Anticonvulsants are medications used to control seizures. Commonly used anticonvulsants are phenobarbital, phenytoin, clonazepam, paraldehyde, and Keppra. Once treatment begins, EGG and observation may be continued to determine your baby’s progress. When your baby is stable, they will be re-assessed after one month of treatment. Phenobarbital is usually stopped after two months and a decision to carry out magnetic resonance imaging (MRI) is made by the consultant in charge.
A brain haemorrhage is the rupturing of vessels in the brain causing bleeding. In general, a small haemorrhage does not cause long-term problems but if a larger haemorrhage or bleed happens, it will need to be monitored through regular ultrasounds.
Larger bleeds may limit the amount of oxygen and blood going to certain parts of the brain. Sometimes, the flow of cerebro-spinal fluid (CSF) from the brain to the spinal cord can be blocked by the clots formed from the bleeding. The cells in that area of the brain then become damaged or die, and a small fluid filled pocket (cyst) forms there instead. Exactly how this will affect your baby will depend on where this cyst is formed and its size. Your doctor will keep you updated with what is happening and what it might mean for your baby.

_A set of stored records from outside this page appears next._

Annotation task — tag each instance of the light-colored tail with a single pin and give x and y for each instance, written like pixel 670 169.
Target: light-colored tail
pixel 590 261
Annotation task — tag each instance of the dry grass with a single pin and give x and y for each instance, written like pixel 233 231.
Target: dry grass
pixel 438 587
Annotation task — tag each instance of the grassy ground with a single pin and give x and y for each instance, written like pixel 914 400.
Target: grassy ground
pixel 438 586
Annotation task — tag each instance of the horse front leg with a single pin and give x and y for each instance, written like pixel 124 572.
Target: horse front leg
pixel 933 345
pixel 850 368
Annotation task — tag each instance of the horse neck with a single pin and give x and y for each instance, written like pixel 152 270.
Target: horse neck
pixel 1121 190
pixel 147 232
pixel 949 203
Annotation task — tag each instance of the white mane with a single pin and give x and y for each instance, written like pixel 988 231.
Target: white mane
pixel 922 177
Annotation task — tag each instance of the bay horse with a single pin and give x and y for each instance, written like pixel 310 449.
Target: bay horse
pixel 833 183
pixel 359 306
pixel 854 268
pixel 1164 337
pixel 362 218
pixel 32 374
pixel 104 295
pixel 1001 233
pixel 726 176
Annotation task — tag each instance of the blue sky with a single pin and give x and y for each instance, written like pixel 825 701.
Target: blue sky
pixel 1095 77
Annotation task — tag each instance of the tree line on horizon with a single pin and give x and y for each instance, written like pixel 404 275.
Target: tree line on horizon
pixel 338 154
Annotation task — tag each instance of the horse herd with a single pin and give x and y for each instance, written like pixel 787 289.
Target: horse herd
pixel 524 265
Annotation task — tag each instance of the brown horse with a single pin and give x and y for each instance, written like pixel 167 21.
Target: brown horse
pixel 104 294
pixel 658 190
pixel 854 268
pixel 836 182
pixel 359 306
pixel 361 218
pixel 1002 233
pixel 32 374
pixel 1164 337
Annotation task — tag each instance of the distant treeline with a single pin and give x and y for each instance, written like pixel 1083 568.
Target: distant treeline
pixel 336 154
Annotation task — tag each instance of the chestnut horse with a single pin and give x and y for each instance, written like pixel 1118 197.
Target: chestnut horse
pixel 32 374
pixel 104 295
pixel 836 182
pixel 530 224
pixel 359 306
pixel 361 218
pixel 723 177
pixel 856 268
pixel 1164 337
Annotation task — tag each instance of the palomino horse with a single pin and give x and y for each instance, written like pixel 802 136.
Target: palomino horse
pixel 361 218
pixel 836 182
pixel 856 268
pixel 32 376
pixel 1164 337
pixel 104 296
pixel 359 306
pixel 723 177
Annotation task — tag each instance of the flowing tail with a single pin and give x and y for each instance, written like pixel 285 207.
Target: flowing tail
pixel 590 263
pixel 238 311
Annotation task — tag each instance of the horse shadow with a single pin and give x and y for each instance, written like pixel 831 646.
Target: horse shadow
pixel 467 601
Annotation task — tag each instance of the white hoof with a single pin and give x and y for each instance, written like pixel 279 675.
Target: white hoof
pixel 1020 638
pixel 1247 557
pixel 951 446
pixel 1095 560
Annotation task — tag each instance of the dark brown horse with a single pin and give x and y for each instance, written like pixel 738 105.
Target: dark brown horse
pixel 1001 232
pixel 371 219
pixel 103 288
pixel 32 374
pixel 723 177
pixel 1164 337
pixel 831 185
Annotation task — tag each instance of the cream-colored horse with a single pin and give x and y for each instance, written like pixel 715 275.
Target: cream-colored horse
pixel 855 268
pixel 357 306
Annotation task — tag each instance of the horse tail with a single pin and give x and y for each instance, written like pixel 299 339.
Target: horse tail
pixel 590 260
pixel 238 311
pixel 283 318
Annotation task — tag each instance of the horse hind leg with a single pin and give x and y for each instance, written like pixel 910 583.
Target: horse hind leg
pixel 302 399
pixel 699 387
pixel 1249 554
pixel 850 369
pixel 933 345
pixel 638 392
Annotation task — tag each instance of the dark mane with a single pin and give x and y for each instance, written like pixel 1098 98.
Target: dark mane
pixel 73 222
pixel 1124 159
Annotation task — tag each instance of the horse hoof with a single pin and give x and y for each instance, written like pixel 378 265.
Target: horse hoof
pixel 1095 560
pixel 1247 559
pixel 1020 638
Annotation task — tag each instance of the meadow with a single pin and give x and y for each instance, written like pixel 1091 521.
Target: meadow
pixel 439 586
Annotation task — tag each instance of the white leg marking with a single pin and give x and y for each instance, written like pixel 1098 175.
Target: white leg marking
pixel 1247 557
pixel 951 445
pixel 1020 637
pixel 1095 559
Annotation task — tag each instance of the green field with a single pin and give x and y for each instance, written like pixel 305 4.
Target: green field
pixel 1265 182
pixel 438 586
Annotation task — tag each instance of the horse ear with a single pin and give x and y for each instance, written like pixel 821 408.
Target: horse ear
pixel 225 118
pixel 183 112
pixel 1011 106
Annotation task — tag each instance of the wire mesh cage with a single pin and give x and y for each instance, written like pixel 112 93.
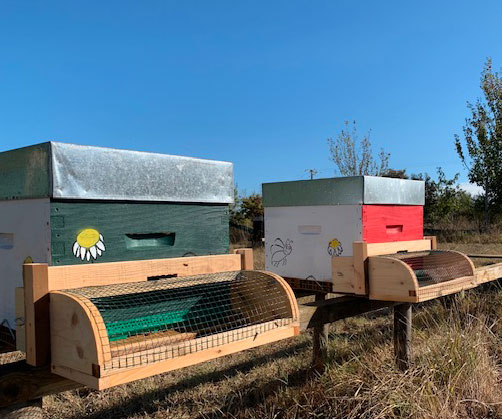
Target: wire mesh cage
pixel 417 276
pixel 436 266
pixel 143 323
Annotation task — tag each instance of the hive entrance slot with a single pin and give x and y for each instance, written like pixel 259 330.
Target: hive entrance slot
pixel 138 241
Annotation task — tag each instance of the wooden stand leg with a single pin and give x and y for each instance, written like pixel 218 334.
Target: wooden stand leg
pixel 402 336
pixel 320 343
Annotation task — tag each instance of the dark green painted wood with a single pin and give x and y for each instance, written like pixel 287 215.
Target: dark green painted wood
pixel 198 230
pixel 25 173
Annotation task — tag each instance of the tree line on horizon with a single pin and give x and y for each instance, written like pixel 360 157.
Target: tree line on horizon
pixel 479 150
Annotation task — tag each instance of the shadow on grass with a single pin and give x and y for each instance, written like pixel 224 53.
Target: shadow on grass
pixel 250 395
pixel 147 403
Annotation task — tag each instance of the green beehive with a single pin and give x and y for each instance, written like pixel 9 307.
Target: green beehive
pixel 67 204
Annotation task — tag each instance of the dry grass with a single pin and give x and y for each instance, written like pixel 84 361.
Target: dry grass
pixel 457 357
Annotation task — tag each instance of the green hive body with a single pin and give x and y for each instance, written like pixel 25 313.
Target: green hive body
pixel 66 204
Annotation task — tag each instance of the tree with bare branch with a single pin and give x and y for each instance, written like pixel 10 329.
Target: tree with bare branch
pixel 353 156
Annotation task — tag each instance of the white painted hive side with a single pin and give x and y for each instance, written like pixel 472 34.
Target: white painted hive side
pixel 310 230
pixel 24 231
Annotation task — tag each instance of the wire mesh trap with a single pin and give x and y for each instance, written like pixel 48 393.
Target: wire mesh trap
pixel 419 276
pixel 436 266
pixel 145 323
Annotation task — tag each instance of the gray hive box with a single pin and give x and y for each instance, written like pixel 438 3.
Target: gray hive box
pixel 67 204
pixel 309 222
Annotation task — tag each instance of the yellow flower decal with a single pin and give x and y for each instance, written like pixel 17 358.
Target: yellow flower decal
pixel 89 244
pixel 335 248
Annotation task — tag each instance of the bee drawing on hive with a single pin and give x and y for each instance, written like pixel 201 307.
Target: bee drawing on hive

Intraventricular haemorrhage (IVH) is the name given to a bleed in the brain. Tiny, fragile vessels in the brain of the premature baby can bleed easily. The more premature the baby, the greater the risk of IVH occurring. It is not known how to prevent IVH, but it can be detected by carrying out cranial (head) ultrasounds. These cranial ultrasounds are routinely performed on premature babies at intervals as they grow and develop. There are four stages of IVH; grade I (mild) to grade IV (severe). The outcome of an IVH will be dependent on its grade and on each individual baby.